Allâme Şeyh Sâlih b. Fevzân b. Abdillah el-Fevzân'a soruldu:
Soru: Bid'at ehlinden ders almanın, ilim öğrenmenin ve onların yanında talebe olmanın hükmü nedir?
Cevap: Biz deriz ki: Dalâlet ulemâsının ve bid'at ehlinin yanında ilim talebinde bulunmak veya onlardan ilim öğrenmeye çalışmak câiz değildir. Çünkü onlar, Allah'ın yolundan saptırır, bid'at ve dalâletlerini öğrencilere tedrîs ederler. Seleften biri şöyle der: 'Şüphesiz ki bu ilim dîndir. O hâlde dîninizi kimden aldığınıza bakın.'
Âlimin, mutlaka Allah'a itaatte mustakîm olması, faydalı ilmin ve sâlih amelin ehlinden olması gerekir. İlmin kendilerinden alınması gereken, kendilerine öğrenci olunması gereken ve uyulması gereken kimseler işte bunlardır. Bid'at ve dalâlet ulemâsına gelince, onlardan sakınmak ve uzak durmak vâcibtir. Onlardan sakındırmak da vâcibtir. Onlarla bağlar kesilmeli ve ümmet şerlerinden kurtulsun diye reddedilmelidirler. Bir kişi onlara öğrenci olursa fikirlerinden, görüşlerinden, dalâletlerinden gıdalanır. Bunlardan etkilenir. Çünkü herkesçe bilinen eğitim kuralı şudur: Öğrenci daima öğretmeninden etkilenir.
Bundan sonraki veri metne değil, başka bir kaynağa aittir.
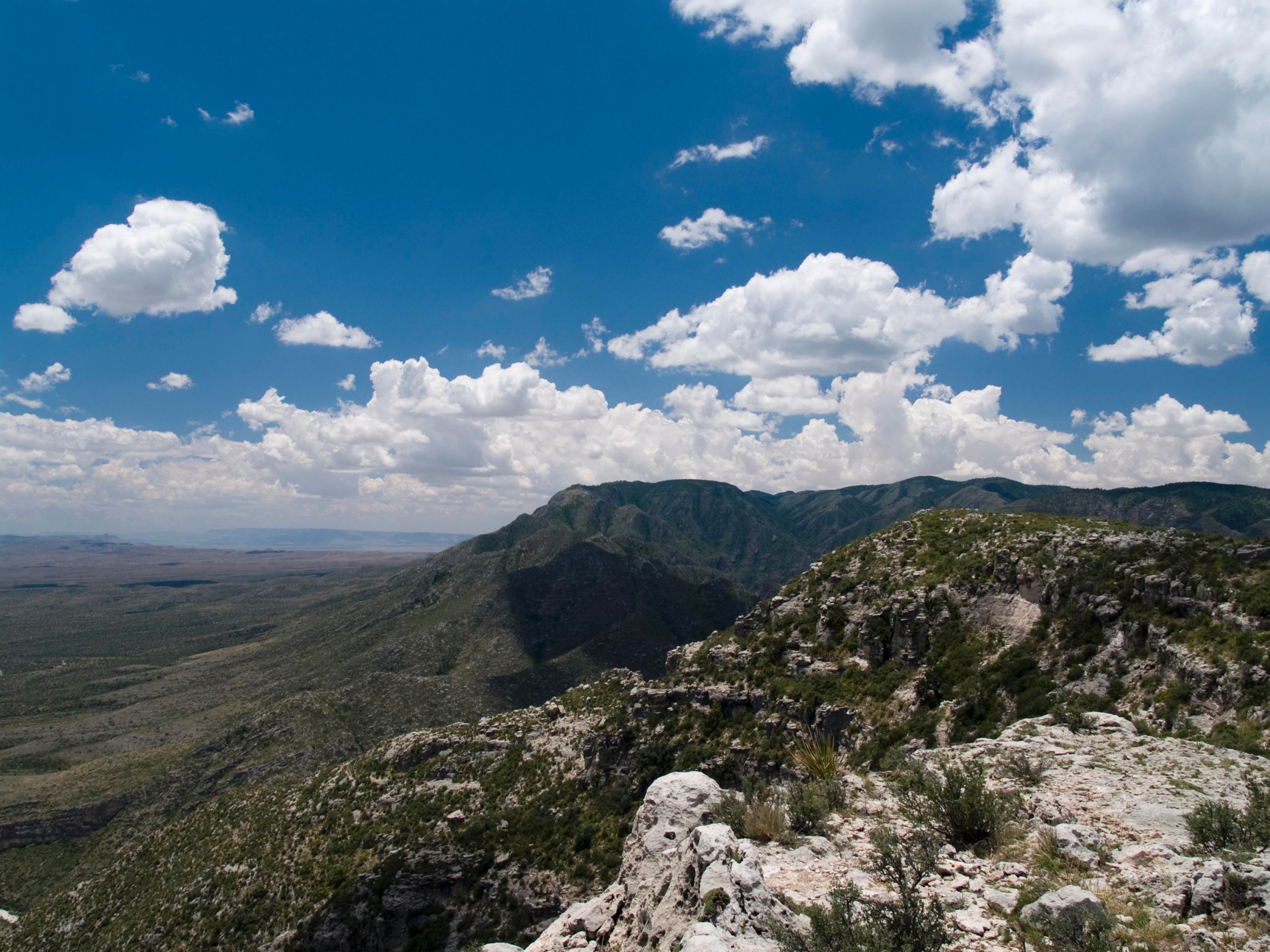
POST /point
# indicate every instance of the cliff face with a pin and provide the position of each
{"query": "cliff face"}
(952, 635)
(68, 824)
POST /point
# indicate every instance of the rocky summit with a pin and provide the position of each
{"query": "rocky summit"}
(968, 730)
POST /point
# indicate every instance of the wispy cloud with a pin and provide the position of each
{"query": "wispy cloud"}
(241, 116)
(888, 146)
(717, 154)
(594, 331)
(41, 382)
(713, 226)
(266, 311)
(544, 356)
(537, 283)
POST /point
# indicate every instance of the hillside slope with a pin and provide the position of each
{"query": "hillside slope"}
(947, 628)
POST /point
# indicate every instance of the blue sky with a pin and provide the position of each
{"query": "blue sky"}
(394, 164)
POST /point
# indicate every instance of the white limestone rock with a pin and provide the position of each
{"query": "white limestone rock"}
(1066, 903)
(671, 862)
(1079, 843)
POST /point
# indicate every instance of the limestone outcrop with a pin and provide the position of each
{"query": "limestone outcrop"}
(684, 883)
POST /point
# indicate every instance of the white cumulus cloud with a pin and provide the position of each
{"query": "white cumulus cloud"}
(44, 318)
(264, 311)
(1257, 275)
(870, 45)
(324, 331)
(40, 382)
(713, 226)
(841, 315)
(165, 261)
(239, 116)
(544, 356)
(1207, 323)
(173, 381)
(464, 450)
(1138, 125)
(717, 154)
(537, 283)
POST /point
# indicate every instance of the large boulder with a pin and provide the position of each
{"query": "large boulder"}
(1071, 904)
(672, 862)
(1208, 888)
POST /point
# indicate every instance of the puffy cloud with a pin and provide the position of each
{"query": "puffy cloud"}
(537, 283)
(717, 154)
(40, 382)
(266, 312)
(1257, 275)
(44, 318)
(594, 331)
(165, 261)
(30, 403)
(1141, 123)
(713, 226)
(465, 450)
(239, 116)
(1207, 323)
(544, 356)
(324, 331)
(173, 381)
(841, 315)
(871, 45)
(1146, 127)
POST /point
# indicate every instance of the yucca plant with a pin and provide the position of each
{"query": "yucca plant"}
(819, 755)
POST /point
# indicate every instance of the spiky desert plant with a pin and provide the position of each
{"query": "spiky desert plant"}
(817, 755)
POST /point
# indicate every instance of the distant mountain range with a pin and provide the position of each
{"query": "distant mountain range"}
(331, 540)
(599, 578)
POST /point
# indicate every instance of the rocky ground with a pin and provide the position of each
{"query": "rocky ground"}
(1103, 831)
(952, 635)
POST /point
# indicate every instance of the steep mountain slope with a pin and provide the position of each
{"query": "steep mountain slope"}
(949, 626)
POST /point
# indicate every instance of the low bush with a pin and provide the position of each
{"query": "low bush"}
(957, 804)
(714, 902)
(809, 804)
(853, 923)
(1094, 932)
(1215, 826)
(766, 821)
(1023, 770)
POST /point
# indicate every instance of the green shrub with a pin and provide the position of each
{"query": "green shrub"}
(809, 805)
(714, 902)
(1071, 715)
(1024, 771)
(957, 804)
(1093, 932)
(853, 923)
(1215, 826)
(765, 821)
(730, 810)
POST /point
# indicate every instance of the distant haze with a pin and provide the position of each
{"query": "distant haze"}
(333, 540)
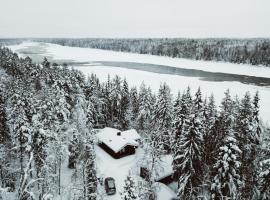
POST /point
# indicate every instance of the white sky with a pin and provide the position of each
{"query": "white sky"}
(134, 18)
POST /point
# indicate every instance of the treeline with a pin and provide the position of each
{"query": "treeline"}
(48, 114)
(248, 51)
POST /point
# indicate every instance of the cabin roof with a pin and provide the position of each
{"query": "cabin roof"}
(117, 142)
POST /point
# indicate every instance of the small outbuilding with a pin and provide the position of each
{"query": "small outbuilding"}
(118, 143)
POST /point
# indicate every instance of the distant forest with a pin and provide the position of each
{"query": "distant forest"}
(247, 51)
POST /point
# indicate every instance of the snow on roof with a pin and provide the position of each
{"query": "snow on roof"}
(164, 192)
(117, 142)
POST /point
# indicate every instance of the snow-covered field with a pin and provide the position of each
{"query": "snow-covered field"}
(176, 82)
(59, 52)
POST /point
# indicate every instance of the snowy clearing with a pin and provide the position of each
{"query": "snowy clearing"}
(176, 82)
(78, 54)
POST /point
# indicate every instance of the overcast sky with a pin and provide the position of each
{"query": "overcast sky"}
(134, 18)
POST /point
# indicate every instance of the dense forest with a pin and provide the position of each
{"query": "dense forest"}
(49, 114)
(248, 51)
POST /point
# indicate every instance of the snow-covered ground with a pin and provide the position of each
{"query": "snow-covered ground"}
(176, 82)
(87, 55)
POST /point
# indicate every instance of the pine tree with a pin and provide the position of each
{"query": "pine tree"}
(210, 133)
(162, 118)
(227, 181)
(264, 166)
(116, 100)
(182, 112)
(248, 145)
(226, 178)
(145, 108)
(90, 170)
(190, 160)
(130, 190)
(3, 120)
(134, 105)
(124, 117)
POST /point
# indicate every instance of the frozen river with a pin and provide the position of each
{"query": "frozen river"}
(212, 77)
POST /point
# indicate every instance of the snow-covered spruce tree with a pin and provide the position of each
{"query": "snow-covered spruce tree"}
(145, 108)
(210, 135)
(90, 170)
(134, 105)
(162, 118)
(124, 116)
(264, 166)
(83, 125)
(182, 112)
(116, 100)
(226, 178)
(3, 119)
(130, 189)
(190, 160)
(107, 106)
(248, 144)
(94, 101)
(226, 182)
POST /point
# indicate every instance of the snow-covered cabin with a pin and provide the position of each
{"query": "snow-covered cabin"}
(118, 143)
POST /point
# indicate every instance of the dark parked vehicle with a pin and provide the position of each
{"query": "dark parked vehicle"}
(110, 185)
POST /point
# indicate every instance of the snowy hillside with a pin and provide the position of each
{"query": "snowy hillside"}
(136, 77)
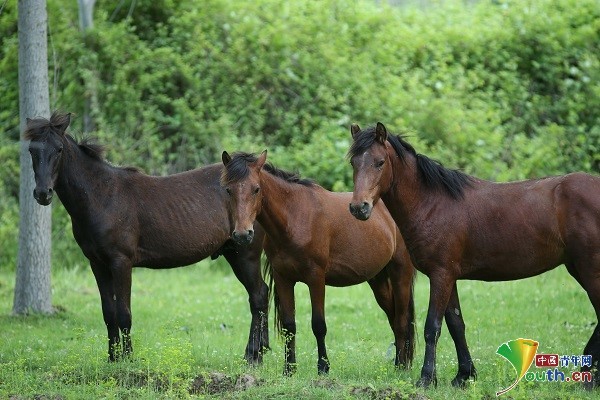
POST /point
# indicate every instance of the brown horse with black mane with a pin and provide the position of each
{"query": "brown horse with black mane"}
(460, 227)
(311, 239)
(123, 218)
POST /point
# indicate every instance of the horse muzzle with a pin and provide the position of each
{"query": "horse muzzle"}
(243, 238)
(361, 211)
(43, 197)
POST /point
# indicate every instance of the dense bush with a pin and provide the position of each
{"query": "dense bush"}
(502, 89)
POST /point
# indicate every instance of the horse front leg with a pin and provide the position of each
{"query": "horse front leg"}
(285, 310)
(245, 264)
(440, 288)
(319, 327)
(402, 275)
(121, 271)
(104, 280)
(456, 327)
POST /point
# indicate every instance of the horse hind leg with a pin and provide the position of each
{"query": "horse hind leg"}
(121, 271)
(590, 281)
(319, 326)
(245, 263)
(456, 327)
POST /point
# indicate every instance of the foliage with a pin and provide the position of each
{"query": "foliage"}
(502, 89)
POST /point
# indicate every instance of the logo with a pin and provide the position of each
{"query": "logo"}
(520, 353)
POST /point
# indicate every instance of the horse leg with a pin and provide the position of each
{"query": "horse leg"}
(286, 313)
(456, 327)
(402, 274)
(592, 348)
(109, 308)
(245, 263)
(319, 327)
(121, 271)
(382, 290)
(440, 289)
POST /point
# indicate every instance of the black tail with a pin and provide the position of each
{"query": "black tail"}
(268, 274)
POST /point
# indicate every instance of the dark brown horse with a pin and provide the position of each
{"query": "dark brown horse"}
(123, 218)
(460, 227)
(311, 239)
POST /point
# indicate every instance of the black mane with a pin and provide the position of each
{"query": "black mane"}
(38, 128)
(431, 172)
(237, 169)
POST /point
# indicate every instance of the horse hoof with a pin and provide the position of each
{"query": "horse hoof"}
(322, 367)
(426, 382)
(459, 382)
(289, 370)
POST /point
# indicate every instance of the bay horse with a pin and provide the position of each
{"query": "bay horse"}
(457, 226)
(122, 218)
(310, 239)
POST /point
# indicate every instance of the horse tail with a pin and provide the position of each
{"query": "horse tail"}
(268, 274)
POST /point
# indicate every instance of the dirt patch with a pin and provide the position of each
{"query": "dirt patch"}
(216, 383)
(385, 394)
(326, 383)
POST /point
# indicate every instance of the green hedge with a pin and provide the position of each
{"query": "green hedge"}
(502, 89)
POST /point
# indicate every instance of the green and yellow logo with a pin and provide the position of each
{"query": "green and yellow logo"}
(520, 353)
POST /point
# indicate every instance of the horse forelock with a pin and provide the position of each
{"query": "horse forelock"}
(431, 172)
(37, 128)
(238, 169)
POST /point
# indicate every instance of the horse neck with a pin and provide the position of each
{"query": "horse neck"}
(277, 208)
(79, 178)
(405, 195)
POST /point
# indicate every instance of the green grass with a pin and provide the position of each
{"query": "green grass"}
(191, 322)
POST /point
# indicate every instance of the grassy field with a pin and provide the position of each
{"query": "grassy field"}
(190, 327)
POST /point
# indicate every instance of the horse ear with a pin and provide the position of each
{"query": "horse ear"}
(381, 133)
(64, 124)
(226, 158)
(261, 160)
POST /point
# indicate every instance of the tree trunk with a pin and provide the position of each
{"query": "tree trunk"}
(32, 287)
(86, 21)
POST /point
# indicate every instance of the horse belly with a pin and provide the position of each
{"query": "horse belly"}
(176, 252)
(519, 266)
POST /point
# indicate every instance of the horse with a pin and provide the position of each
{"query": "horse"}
(309, 240)
(123, 218)
(457, 226)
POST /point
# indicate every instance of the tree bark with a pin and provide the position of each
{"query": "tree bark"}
(86, 21)
(32, 287)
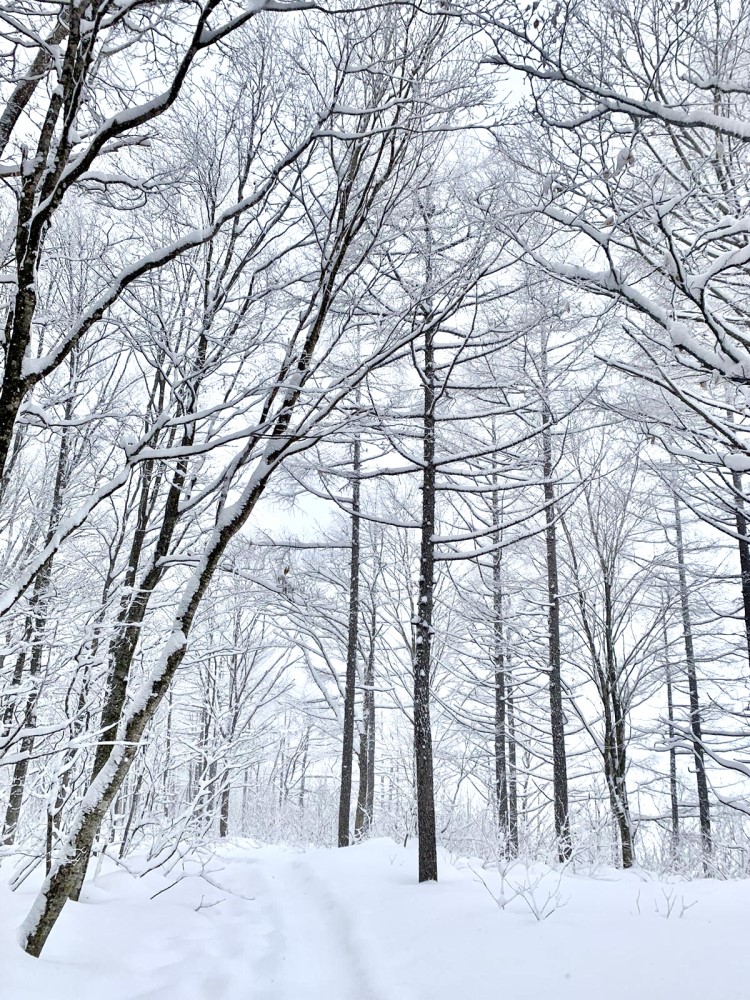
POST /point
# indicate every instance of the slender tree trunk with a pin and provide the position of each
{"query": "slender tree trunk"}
(557, 717)
(498, 657)
(617, 736)
(347, 752)
(366, 793)
(673, 799)
(743, 543)
(704, 809)
(226, 791)
(512, 764)
(34, 631)
(423, 632)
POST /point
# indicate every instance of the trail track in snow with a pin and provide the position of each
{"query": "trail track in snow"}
(310, 953)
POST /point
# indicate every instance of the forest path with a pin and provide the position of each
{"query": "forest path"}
(309, 951)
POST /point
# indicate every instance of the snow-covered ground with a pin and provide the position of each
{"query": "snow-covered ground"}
(276, 924)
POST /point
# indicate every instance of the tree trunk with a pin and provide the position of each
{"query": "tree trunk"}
(366, 792)
(512, 764)
(498, 657)
(743, 544)
(673, 799)
(704, 809)
(557, 718)
(347, 752)
(423, 632)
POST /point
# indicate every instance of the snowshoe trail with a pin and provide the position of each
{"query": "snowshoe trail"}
(310, 954)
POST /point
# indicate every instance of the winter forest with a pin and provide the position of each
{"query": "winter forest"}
(374, 474)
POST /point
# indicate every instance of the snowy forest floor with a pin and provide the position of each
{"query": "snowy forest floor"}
(249, 923)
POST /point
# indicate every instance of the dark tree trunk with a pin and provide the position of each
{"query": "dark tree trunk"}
(704, 809)
(616, 737)
(423, 631)
(743, 544)
(34, 632)
(366, 793)
(512, 762)
(557, 717)
(498, 657)
(673, 798)
(226, 790)
(347, 752)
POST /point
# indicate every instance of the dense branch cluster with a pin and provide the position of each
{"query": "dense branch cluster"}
(374, 430)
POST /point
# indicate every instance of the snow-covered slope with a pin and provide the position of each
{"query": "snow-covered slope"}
(274, 924)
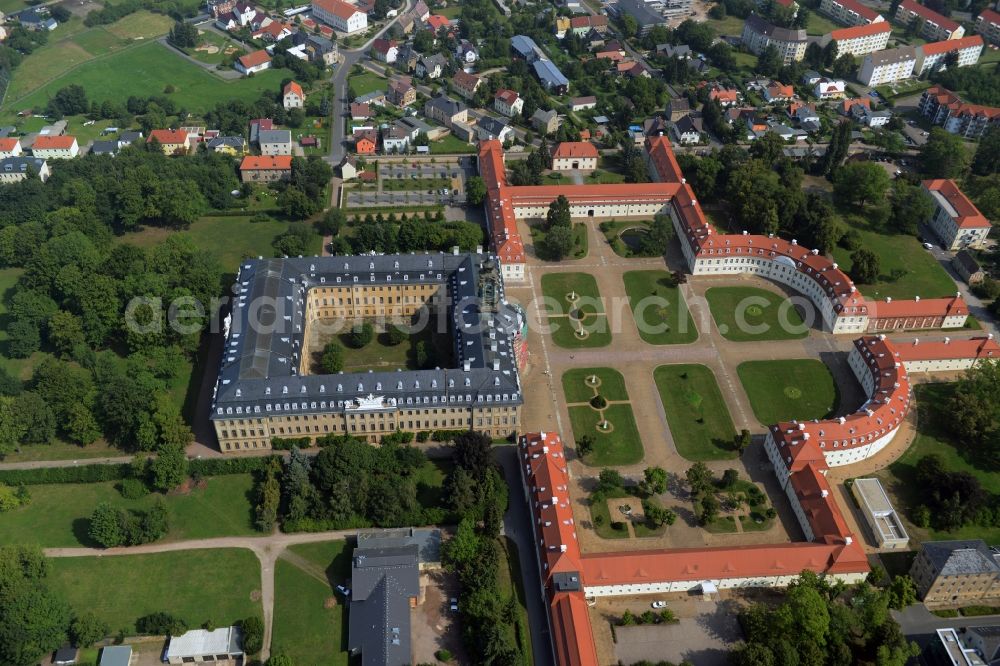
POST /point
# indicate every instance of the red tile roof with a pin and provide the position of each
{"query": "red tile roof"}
(950, 45)
(266, 163)
(63, 142)
(575, 149)
(967, 215)
(928, 14)
(857, 31)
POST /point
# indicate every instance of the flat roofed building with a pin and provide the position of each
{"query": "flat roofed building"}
(200, 645)
(879, 514)
(266, 387)
(956, 573)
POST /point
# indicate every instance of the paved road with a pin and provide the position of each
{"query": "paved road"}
(267, 549)
(517, 526)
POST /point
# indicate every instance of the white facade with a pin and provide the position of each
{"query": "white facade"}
(877, 69)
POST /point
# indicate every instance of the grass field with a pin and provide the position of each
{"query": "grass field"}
(933, 437)
(217, 586)
(619, 446)
(143, 71)
(659, 309)
(576, 388)
(921, 274)
(799, 389)
(749, 314)
(59, 515)
(696, 412)
(304, 628)
(364, 83)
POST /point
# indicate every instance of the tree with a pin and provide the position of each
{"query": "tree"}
(655, 480)
(865, 266)
(361, 335)
(769, 61)
(253, 634)
(944, 155)
(475, 190)
(558, 214)
(86, 629)
(860, 182)
(168, 469)
(557, 244)
(332, 359)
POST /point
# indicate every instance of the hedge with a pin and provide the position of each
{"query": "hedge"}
(97, 473)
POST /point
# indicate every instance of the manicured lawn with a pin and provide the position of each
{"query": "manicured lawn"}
(59, 514)
(749, 314)
(659, 308)
(696, 412)
(933, 437)
(451, 144)
(611, 386)
(362, 84)
(305, 629)
(620, 446)
(579, 231)
(558, 286)
(919, 273)
(143, 71)
(799, 389)
(195, 585)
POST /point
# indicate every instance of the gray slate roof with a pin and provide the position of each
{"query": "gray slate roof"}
(259, 369)
(382, 582)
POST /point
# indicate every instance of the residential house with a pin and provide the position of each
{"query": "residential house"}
(342, 16)
(575, 156)
(508, 102)
(257, 61)
(956, 220)
(688, 129)
(960, 52)
(202, 645)
(431, 66)
(758, 34)
(988, 25)
(545, 122)
(946, 109)
(849, 12)
(888, 66)
(10, 147)
(446, 110)
(934, 26)
(292, 96)
(968, 268)
(361, 112)
(172, 142)
(466, 84)
(489, 128)
(62, 147)
(829, 89)
(677, 108)
(951, 574)
(349, 168)
(227, 145)
(778, 92)
(13, 169)
(385, 50)
(365, 142)
(860, 39)
(401, 92)
(275, 142)
(465, 52)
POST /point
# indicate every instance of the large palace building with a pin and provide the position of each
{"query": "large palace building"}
(265, 388)
(843, 308)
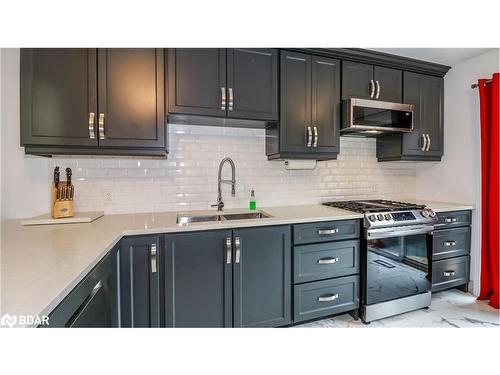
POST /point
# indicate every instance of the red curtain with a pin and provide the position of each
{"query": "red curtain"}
(490, 191)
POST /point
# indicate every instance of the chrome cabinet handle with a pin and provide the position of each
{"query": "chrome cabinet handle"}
(152, 256)
(328, 260)
(309, 137)
(327, 232)
(328, 297)
(91, 125)
(316, 136)
(424, 144)
(101, 126)
(231, 101)
(237, 245)
(228, 250)
(223, 98)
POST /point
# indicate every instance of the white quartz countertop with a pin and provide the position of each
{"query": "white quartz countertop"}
(40, 265)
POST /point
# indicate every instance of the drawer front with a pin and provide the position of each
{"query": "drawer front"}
(325, 260)
(325, 231)
(450, 243)
(324, 298)
(453, 219)
(450, 273)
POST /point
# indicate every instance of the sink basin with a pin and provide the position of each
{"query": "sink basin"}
(185, 219)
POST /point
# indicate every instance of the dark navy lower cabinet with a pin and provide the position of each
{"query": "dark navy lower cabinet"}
(140, 281)
(94, 302)
(198, 279)
(262, 277)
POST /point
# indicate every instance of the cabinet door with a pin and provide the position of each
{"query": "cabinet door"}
(413, 94)
(252, 81)
(197, 81)
(262, 274)
(131, 97)
(326, 104)
(93, 302)
(140, 281)
(295, 95)
(433, 114)
(390, 82)
(356, 78)
(58, 97)
(198, 280)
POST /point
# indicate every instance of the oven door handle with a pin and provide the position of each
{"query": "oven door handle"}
(372, 234)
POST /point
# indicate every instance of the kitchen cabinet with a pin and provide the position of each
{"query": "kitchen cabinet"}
(228, 278)
(93, 303)
(262, 277)
(93, 101)
(239, 83)
(310, 109)
(450, 251)
(198, 279)
(140, 292)
(367, 81)
(425, 142)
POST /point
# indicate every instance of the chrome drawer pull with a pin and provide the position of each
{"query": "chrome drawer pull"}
(328, 297)
(327, 232)
(328, 260)
(228, 250)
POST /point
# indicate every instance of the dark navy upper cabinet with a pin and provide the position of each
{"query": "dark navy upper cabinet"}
(94, 302)
(198, 279)
(93, 101)
(140, 281)
(310, 109)
(262, 277)
(371, 82)
(239, 83)
(425, 142)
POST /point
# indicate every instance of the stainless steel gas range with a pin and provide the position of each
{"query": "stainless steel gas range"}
(395, 258)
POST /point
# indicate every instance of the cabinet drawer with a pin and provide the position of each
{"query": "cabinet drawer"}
(453, 219)
(323, 298)
(325, 231)
(449, 273)
(450, 243)
(325, 260)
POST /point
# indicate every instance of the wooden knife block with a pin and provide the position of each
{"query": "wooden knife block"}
(61, 207)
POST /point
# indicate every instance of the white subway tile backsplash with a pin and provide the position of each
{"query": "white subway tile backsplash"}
(188, 178)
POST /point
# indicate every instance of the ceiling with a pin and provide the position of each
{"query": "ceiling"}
(445, 56)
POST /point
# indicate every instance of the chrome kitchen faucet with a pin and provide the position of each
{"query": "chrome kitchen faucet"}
(232, 181)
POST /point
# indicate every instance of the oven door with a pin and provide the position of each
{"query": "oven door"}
(375, 117)
(398, 262)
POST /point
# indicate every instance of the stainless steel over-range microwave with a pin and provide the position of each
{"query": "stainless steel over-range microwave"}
(366, 117)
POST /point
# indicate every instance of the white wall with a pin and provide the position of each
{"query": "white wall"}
(188, 178)
(457, 177)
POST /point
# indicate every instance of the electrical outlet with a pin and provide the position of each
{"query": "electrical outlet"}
(108, 196)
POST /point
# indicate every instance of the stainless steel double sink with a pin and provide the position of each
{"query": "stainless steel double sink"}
(186, 218)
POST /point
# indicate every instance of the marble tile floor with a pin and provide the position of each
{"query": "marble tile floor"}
(449, 309)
Evet, öğrenci devamlı bir sûrette öğretmeninden ve hocasından etkilenir. Eğer bid'atçi yanında veya hurâfe sahibi biri yanında ilim elde etmeye çalışırsa –ondan etkilenmediğini zannedip dursa da- ondan etkilenir ve onun yanındaki bid'at ve sapkınlıkları kabûl eder.